Here are five lessons your business can learn from Disney's long legal history:
- The majority of cases are dismissed or settle out of court. Over a five-year period between 2007 and 2012, Disney was named in nearly 140 personal injury lawsuits for injuries allegedly suffered at Disney's California theme parks. Of the relatively few of those cases that weren't dismissed or settled, Disney lost just one jury trial over that period, for a women who was hit in the head by a food-court umbrella blown over by the wind.
- Seemingly minor injuries can cause major legal headaches. Many of the cases brought against Disney, including some of the cases that have been settled out of court, stem from incidents that may seem relatively minor. For example, one man sued Disney after a server allegedly poured coffee on his arm. More recently, a disabled man who was stuck on the park's "It's a Small World" ride for 30 minutes was awarded $8,000 by a federal judge.
- When not to apply for a trademark. Although Disney has many incredibly valuable trademarks and other forms of intellectual property, the company has also occasionally made a misstep when applying for trademark protection. Case in point: Last year, Disney withdrew an application to trademark "Dia de los Muertos," a Mexican holiday that translates as Day of the Dead.
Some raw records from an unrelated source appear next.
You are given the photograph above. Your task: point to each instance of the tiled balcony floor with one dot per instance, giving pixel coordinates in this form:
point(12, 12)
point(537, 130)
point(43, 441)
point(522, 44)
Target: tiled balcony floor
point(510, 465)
The company is apparently developing an animated feature inspired by the holiday, but dropped the trademark filing after widespread opposition and accusations of cultural exploitation.
- Businesses must provide reasonable accommodations to the disabled. Disneyland has faced several lawsuits for allegedly failing to comply with the Americans with Disabilities Act, which requires businesses to provide "reasonable accommodations" to those with disabilities. A 2012 federal case involving Disneyland took that rule one step further, finding that business owners also must take "reasonable steps" to making disabled patrons' experiences "more akin to that enjoyed by its able-bodied patrons." In Disneyland's case, this meant that the part could not prohibit a disabled woman from using a Segway inside the park.
- Businesses must also provide reasonable accommodations for employees' religious practices. Disney also faced a lawsuit from a Muslim employee who claimed the company refused to let her wear a head scarf as required by her religion. Federal law requires employers provide "reasonable accommodations" for employee's religious practices unless doing so would cause undue hardship on the employer.
Congratulations to Disneyland for 59 years of being open for business, even if it's not always necessarily the "happiest place on earth."